Triadic-OCD: Asynchronous Online Change Detection with Provable Robustness, Optimality, and Convergence
This work addresses the need for robust and efficient change detection in applications like security in smart grids and intrusion detection, offering a novel asynchronous distributed approach to mitigate practical limitations.
The paper tackles the problem of online change detection (OCD) in data streams, where prior methods assume precise system parameters, which is often impractical. It proposes a triadic-OCD framework that achieves provable robustness, optimality, and convergence, with extensive experiments demonstrating its effectiveness.
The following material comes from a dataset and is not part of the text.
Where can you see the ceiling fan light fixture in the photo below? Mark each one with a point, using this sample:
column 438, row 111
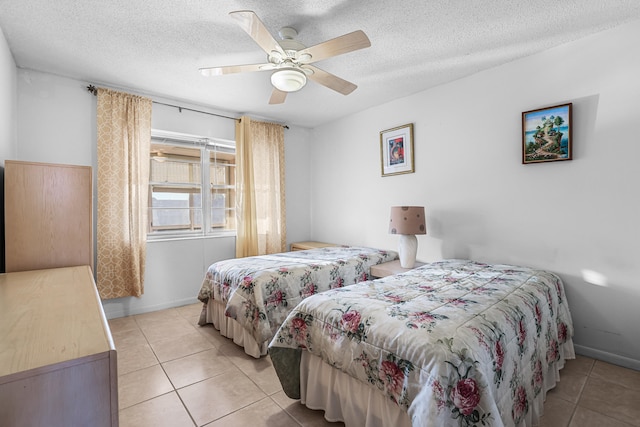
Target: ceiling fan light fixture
column 288, row 79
The primary goal of online change detection (OCD) is to promptly identify changes in the data stream. OCD problem find a wide variety of applications in diverse areas, e.g., security detection in smart grids and intrusion detection in communication networks. Prior research usually assumes precise knowledge of the system parameters. Nevertheless, this presumption often proves unattainable in practical scenarios due to factors such as estimation errors, system updates, etc. This paper aims to take the first attempt to develop a triadic-OCD framework with certifiable robustness, provable optimality, and guaranteed convergence. In addition, the proposed triadic-OCD algorithm can be realized in a fully asynchronous distributed manner, easing the necessity of transmitting the data to a single server. This asynchronous mechanism could also mitigate the straggler issue that faced by traditional synchronous algorithm. Moreover, the non-asymptotic convergence property of Triadic-OCD is theoretically analyzed, and its iteration complexity to achieve an $ε$-optimal point is derived. Extensive experiments have been conducted to elucidate the effectiveness of the proposed method.